Linnaeus's mouse opossum (Marmosa murina), also known as the common or murine mouse opossum, is a South American marsupial of the family Didelphidae.

==Range and habitat==
Its range includes Colombia, Mexico, Venezuela, Trinidad and Tobago, Guyana, Suriname, French Guiana, Brazil, eastern Ecuador, eastern Peru, and eastern Bolivia.

This opossum is most commonly sighted near forest streams and human habitation. A nocturnal creature, it shelters during the day in a mesh of twigs on a tree branch, a tree hole, or an old bird's nest.

==Behavior==
It eats insects, spiders, lizards, bird's eggs, chicks, and fruits.

Linnaeus's mouse opossum has a gestation period of approximately 13 days, and gives birth to 5–10 young.

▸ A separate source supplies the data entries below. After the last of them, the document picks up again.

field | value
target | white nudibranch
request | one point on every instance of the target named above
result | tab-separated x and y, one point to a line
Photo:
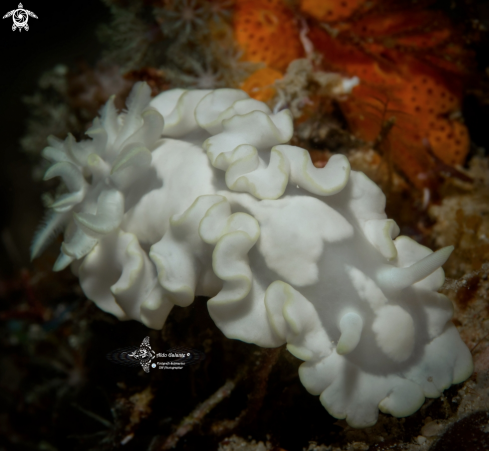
196	193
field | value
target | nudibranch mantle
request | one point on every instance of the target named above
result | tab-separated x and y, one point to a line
198	193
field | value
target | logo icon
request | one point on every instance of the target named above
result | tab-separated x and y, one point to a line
20	17
144	355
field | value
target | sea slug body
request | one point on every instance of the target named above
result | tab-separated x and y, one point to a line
198	193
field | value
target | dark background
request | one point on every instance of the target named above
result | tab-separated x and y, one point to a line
65	32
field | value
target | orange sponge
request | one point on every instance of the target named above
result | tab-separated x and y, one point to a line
267	32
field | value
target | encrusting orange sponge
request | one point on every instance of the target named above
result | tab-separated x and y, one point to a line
267	33
411	69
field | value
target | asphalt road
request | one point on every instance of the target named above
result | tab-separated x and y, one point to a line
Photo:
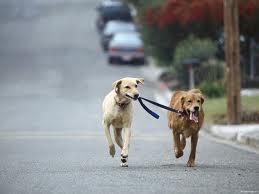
53	77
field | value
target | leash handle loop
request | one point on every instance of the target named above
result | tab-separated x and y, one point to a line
147	109
162	106
156	104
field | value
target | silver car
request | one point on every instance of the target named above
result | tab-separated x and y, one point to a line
113	27
126	47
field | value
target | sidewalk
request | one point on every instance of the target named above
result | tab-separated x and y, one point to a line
247	134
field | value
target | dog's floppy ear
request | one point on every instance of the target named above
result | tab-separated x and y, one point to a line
140	80
116	85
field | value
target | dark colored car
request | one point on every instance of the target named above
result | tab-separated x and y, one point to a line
113	27
126	47
112	10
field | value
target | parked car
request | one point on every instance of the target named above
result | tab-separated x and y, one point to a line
112	10
126	47
113	27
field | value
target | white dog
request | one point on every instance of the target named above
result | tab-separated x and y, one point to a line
117	112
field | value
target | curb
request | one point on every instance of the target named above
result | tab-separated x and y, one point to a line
243	134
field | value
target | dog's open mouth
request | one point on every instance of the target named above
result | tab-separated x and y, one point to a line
194	116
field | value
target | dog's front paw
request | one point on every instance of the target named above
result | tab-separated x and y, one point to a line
124	164
124	161
112	150
178	153
190	163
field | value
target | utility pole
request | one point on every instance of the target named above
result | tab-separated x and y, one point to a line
232	55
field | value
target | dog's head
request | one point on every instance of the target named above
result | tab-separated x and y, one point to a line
192	104
128	87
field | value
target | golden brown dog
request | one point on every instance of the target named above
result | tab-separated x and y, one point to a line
189	123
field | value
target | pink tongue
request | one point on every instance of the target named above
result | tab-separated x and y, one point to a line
193	117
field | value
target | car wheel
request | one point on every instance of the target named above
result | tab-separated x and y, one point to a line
111	60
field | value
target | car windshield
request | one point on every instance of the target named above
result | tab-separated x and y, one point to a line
133	38
116	13
113	27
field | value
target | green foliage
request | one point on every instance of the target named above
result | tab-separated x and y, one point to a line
212	89
192	47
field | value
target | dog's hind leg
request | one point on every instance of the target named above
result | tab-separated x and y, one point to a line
183	142
125	149
117	136
194	140
106	127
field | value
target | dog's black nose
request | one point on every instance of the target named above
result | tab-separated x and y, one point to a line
136	96
196	108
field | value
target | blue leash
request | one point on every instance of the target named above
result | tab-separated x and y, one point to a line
156	104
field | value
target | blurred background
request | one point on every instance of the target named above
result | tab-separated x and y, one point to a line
59	58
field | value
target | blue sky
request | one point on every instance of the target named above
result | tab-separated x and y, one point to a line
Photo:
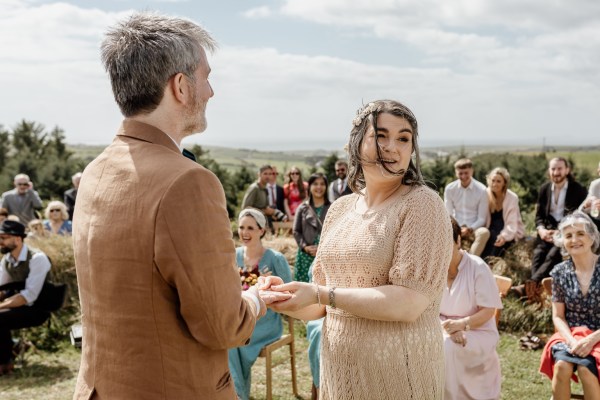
292	73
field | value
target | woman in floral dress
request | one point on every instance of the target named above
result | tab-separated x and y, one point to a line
308	224
254	260
575	347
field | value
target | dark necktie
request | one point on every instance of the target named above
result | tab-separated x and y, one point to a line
188	154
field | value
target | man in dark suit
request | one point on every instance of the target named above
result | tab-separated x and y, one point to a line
557	198
339	187
71	195
276	194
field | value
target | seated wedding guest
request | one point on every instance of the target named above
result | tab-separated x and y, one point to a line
3	214
294	191
504	217
57	218
591	204
254	260
467	311
20	264
575	347
308	224
467	201
36	229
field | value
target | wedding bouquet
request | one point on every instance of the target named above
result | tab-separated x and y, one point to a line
249	278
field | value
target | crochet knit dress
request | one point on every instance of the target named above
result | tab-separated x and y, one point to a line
406	242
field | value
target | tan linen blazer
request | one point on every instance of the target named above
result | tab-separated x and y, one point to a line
160	294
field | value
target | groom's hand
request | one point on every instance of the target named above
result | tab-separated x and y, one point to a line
263	307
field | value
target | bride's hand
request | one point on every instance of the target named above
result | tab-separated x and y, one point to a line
302	295
265	282
269	296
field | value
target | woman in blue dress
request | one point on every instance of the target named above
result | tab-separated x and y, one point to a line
255	260
57	218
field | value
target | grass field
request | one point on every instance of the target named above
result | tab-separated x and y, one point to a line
51	376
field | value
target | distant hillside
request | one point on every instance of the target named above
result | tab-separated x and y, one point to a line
232	159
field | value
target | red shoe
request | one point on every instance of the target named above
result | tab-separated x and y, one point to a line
6	369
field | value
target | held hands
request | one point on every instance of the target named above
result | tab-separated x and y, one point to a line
291	296
459	338
465	231
451	326
269	296
500	241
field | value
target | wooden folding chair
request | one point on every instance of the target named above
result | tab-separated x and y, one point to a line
547	285
504	283
283	228
285	340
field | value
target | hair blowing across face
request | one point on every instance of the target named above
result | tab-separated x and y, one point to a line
143	52
367	118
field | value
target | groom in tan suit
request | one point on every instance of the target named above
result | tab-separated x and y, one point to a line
161	299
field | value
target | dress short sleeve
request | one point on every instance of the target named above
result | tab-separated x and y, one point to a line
486	290
423	247
558	277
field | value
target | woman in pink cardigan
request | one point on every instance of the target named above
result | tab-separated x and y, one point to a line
504	217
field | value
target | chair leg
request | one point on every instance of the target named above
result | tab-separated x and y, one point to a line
293	362
268	366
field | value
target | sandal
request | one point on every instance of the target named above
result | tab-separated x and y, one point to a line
531	342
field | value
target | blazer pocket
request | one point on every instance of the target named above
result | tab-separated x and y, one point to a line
224	382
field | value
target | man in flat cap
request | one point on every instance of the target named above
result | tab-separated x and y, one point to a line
19	265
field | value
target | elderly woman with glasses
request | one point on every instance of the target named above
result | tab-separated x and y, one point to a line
57	218
575	347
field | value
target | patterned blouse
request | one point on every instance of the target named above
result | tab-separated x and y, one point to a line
580	310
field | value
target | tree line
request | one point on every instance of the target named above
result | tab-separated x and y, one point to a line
43	155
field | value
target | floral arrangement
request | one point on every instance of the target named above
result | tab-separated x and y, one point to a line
363	112
249	278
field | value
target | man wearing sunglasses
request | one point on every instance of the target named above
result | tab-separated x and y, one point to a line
22	201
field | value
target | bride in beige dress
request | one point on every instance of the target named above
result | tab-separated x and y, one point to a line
380	269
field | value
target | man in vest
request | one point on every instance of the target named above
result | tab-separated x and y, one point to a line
19	264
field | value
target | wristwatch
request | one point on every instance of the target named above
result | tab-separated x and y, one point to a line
467	326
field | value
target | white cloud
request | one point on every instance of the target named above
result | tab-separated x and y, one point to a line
514	37
541	84
258	12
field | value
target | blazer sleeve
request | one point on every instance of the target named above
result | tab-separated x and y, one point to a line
512	218
195	254
249	198
541	213
298	223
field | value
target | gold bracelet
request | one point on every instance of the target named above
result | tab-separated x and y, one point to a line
332	297
318	294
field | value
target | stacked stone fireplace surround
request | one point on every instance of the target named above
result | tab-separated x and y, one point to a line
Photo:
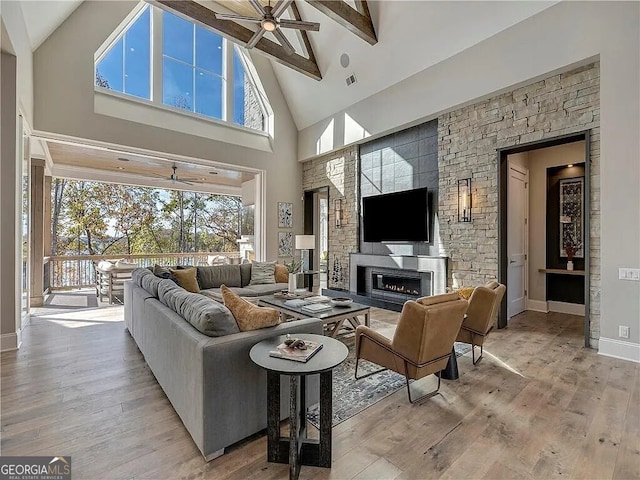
467	140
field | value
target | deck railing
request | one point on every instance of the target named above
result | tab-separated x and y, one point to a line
78	271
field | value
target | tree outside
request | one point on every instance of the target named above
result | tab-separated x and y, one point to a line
101	219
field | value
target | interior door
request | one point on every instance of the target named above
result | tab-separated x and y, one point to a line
517	236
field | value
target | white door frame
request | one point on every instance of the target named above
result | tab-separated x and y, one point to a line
525	172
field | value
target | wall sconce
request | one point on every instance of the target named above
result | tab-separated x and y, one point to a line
337	207
464	200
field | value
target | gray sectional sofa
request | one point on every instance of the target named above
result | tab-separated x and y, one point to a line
237	278
218	392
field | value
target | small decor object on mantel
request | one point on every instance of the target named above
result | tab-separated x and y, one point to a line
285	215
296	349
285	244
293	267
570	250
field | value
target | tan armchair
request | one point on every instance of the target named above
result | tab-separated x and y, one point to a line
482	313
422	343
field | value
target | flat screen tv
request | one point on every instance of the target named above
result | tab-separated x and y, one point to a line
396	217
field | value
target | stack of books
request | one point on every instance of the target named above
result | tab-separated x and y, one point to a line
295	354
316	307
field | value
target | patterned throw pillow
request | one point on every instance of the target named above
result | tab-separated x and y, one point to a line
262	273
281	274
187	279
248	316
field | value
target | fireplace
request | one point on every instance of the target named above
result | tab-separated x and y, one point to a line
396	283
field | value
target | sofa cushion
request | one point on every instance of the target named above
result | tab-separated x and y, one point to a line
164	286
207	316
249	316
245	274
261	290
216	275
262	273
150	284
281	274
138	273
186	278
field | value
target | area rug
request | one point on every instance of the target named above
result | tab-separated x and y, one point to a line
351	396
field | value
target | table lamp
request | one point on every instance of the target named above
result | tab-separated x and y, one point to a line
305	242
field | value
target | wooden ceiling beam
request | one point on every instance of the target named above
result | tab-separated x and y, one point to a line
201	14
356	21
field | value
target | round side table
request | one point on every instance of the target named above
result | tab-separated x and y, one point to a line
297	449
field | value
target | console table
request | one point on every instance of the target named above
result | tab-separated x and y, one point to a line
298	449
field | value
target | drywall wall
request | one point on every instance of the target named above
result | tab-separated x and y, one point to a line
64	104
539	161
9	295
555	40
16	29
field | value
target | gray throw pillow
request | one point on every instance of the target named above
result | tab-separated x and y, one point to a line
216	275
263	273
207	316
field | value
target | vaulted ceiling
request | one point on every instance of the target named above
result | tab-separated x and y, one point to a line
412	36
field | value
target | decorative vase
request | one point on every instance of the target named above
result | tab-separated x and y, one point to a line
293	282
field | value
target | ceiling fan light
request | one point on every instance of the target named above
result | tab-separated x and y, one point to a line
269	25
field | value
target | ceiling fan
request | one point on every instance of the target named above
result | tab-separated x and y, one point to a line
269	22
175	179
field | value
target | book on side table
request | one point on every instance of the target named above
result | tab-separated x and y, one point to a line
296	354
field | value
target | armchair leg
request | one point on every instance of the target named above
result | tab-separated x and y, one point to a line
426	395
366	374
473	354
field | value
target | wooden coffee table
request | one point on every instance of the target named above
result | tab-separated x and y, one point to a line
333	319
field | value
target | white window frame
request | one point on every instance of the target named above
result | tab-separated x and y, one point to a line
107	107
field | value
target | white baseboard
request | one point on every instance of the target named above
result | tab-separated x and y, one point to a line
564	307
537	305
10	341
619	349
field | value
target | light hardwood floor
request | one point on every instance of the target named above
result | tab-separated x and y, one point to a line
537	406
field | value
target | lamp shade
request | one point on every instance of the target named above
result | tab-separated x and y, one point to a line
305	242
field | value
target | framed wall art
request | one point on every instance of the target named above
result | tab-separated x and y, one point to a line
285	244
285	215
572	216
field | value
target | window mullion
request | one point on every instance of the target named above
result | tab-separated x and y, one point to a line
227	83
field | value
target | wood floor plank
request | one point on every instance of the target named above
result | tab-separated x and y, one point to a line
539	405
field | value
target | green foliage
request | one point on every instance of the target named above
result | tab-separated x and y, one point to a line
99	218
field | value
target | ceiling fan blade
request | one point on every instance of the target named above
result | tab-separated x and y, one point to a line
283	41
299	25
258	6
280	7
256	38
240	18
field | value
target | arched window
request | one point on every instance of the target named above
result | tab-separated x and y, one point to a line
188	68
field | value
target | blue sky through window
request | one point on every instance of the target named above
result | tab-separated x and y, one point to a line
192	67
126	67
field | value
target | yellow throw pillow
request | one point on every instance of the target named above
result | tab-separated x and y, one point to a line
248	316
187	279
465	292
281	274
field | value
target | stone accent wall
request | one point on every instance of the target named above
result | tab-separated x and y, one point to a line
467	141
338	172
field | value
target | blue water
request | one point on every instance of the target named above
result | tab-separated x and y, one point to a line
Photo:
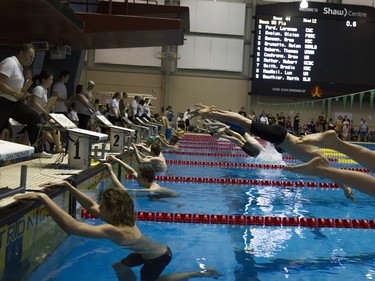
238	252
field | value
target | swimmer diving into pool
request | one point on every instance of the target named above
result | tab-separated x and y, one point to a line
117	210
145	178
315	162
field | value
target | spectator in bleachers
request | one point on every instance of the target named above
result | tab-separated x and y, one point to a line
84	107
123	106
363	130
132	110
12	95
242	111
296	125
39	101
73	114
114	109
60	91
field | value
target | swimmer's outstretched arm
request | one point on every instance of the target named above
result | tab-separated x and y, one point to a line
114	178
329	139
357	180
126	167
225	116
81	197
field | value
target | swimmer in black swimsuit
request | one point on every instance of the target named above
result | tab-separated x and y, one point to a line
278	135
247	143
117	210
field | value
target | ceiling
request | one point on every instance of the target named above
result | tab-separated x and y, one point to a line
118	26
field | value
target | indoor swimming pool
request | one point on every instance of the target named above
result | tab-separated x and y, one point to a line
248	218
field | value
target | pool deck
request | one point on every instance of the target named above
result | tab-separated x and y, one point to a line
39	171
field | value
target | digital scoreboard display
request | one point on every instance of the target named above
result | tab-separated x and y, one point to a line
324	50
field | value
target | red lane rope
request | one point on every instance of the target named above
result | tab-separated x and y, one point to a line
248	220
226	155
244	181
209	147
243	165
218	143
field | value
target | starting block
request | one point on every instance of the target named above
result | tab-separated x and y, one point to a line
153	129
119	137
13	151
80	141
141	132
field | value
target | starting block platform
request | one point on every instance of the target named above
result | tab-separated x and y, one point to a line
141	132
80	141
119	137
11	151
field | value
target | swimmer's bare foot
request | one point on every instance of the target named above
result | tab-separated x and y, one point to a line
223	130
194	113
326	139
347	191
309	168
211	272
217	135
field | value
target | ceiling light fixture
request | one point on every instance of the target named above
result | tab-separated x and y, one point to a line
304	4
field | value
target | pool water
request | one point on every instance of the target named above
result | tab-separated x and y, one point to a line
239	252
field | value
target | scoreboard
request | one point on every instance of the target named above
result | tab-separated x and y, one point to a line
323	50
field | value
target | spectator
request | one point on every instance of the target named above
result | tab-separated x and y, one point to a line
296	126
12	95
242	111
122	104
84	107
132	110
363	130
59	90
114	109
39	101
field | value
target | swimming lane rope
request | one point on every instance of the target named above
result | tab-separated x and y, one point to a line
248	220
242	155
242	165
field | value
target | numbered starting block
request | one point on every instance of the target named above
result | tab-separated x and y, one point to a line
10	151
153	129
141	132
119	137
80	141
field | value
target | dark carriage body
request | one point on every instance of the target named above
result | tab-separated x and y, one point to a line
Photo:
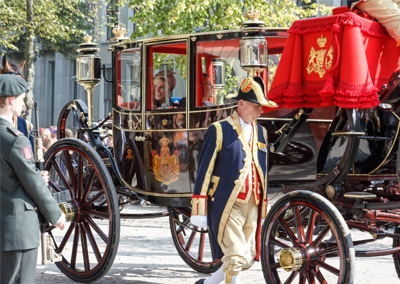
156	149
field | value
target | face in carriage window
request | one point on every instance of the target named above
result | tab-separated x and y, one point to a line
164	84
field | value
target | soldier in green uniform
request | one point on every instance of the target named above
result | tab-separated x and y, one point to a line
23	191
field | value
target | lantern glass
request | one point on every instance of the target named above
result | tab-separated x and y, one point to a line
219	74
253	53
88	69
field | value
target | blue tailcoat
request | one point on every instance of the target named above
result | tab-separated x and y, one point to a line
224	163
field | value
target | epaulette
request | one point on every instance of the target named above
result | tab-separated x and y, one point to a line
14	131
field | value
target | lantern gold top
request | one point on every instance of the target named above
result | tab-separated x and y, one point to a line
88	46
87	39
253	24
252	15
119	34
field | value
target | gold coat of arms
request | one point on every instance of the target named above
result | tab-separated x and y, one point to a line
316	58
165	165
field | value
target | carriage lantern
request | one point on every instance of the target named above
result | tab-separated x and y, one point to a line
88	66
253	46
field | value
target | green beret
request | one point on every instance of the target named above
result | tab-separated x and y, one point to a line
12	85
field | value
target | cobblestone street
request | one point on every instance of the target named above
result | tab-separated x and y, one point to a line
147	254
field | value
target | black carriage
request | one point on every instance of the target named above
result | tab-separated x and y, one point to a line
154	158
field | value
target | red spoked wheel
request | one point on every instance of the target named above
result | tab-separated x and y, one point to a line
90	241
192	243
305	239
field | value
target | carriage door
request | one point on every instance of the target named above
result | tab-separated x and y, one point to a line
128	117
165	118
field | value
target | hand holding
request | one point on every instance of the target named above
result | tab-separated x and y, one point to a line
61	222
45	176
199	221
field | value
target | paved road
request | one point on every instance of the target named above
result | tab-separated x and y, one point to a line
147	255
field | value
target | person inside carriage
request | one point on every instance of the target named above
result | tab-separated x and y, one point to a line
207	92
164	84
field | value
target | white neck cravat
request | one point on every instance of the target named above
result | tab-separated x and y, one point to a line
246	128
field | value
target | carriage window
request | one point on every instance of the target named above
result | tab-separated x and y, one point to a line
166	75
218	71
128	74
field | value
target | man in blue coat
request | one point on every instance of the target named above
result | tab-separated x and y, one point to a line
230	193
23	191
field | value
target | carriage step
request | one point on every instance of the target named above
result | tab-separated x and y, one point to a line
359	195
348	133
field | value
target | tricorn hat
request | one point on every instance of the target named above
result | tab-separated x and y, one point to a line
252	89
12	85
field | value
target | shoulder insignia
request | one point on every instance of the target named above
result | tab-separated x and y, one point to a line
27	152
14	131
262	147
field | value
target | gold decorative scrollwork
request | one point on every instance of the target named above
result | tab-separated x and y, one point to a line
316	58
165	165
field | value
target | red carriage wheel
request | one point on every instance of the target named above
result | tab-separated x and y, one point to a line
192	243
296	246
90	241
396	256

The mouse opossum will "play dead" if it thinks that it is in danger, it will even smell as if it were dead.

==Description==
It is pale beige to grey on its underparts with short, smooth fur. Its face appears to have a black mask on it, its eyes are prominent, and its ears are very upright. Its tail, which females use to carry leaves, is much longer than the rest of its body.

Linnaeus's mouse opossum has a body length of approximately 11–14.5 cm, with a tail of approximately 13.5–21 cm long. It weighs about 250 g.